ISIS Destroys the Oldest Monastery in Iraq | Sojourners

ISIS Destroys the Oldest Monastery in Iraq

U.S. soldiers tour St. Elijah's in 2009. Public domain image

St. Elijah’s of Mosul, the oldest Christian monastery in Iraq, has been totally destroyed by ISIS, reports the Associated Press.

The monastery, which was 1,400 years old, was named for the Assyrian Christian monk St. Elijah, who built it between 582 and 590 C.E.

According to the Associated Press:

Now, St. Elijah's has joined a growing list of more than 100 demolished religious and historic sites, including mosques, tombs, shrines and churches in Syria and Iraq. The extremists have defaced or ruined ancient monuments in Nineveh, Palmyra and Hatra. Museums and libraries have been looted, books burned, artwork crushed — or trafficked.

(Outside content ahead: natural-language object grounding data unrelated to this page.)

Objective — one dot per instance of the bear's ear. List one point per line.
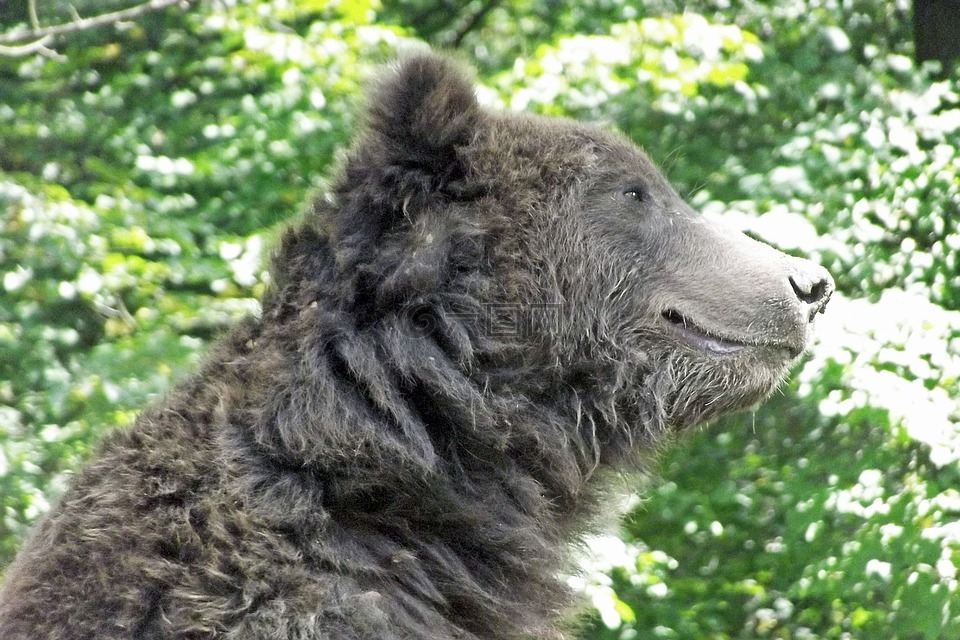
(420, 111)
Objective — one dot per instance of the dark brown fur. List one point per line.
(487, 322)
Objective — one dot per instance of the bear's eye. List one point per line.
(636, 192)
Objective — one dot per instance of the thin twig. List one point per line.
(84, 24)
(468, 24)
(32, 9)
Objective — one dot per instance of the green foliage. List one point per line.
(141, 181)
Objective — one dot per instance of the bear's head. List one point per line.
(546, 256)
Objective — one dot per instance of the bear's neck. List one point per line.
(462, 470)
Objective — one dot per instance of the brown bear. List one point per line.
(493, 315)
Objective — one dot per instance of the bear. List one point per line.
(491, 318)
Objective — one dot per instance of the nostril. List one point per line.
(813, 288)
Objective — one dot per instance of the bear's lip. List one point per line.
(709, 341)
(701, 338)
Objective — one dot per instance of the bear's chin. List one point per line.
(706, 386)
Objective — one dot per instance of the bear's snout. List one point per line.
(813, 286)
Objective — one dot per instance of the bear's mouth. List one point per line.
(700, 338)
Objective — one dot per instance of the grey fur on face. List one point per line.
(496, 314)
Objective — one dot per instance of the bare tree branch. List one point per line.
(36, 46)
(83, 24)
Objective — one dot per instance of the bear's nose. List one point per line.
(813, 286)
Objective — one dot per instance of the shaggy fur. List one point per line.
(497, 312)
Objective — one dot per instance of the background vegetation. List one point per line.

"A big part of tangible history has been destroyed," said Rev. Manuel Yousif Boji. A Chaldean Catholic pastor in Southfield, Michigan, he remembers attending Mass at St. Elijah's almost 60 years ago while a seminarian in Mosul.

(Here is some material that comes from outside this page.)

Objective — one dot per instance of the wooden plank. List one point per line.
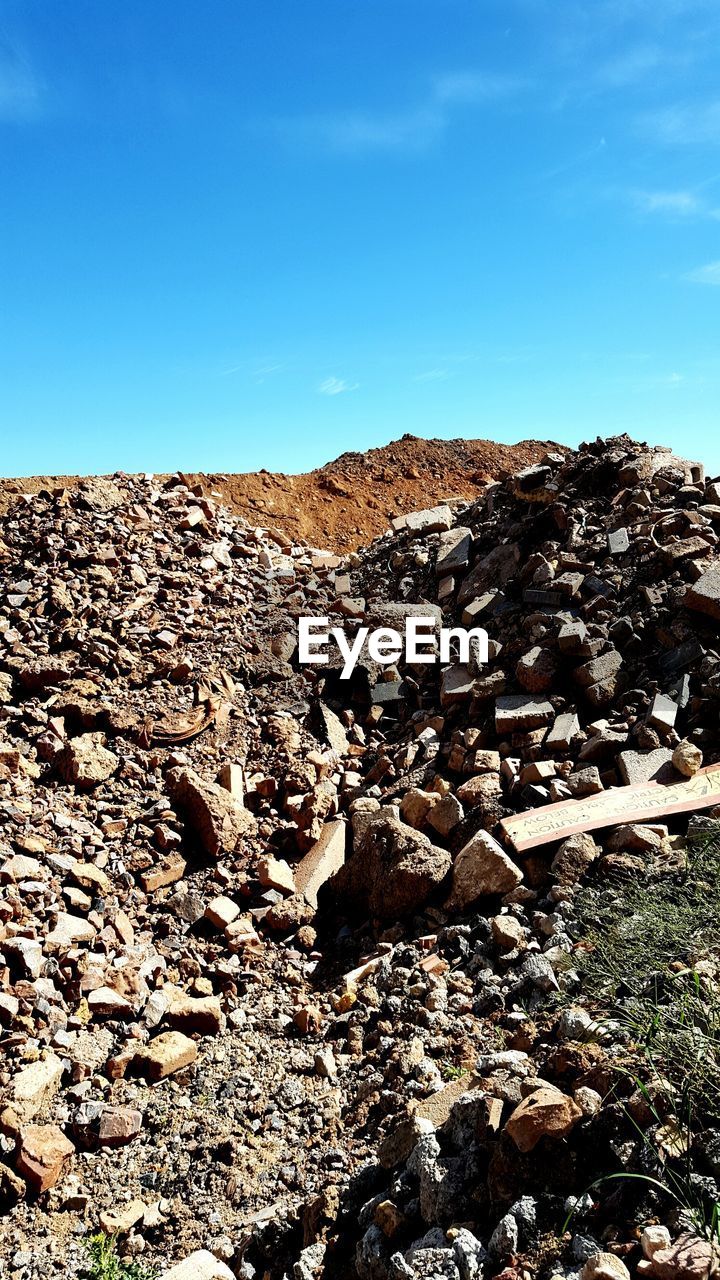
(643, 803)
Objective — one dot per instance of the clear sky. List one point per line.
(245, 233)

"These persecutions have happened to our church more than once, but we believe in the power of truth, the power of God," said Boji. He is part of the Detroit area's Chaldean community, which became the largest outside Iraq after the sectarian bloodshed that followed the U.S. invasion in 2003. Iraq's Christian population has dropped from 1.3 million then to 300,000 now, church authorities say.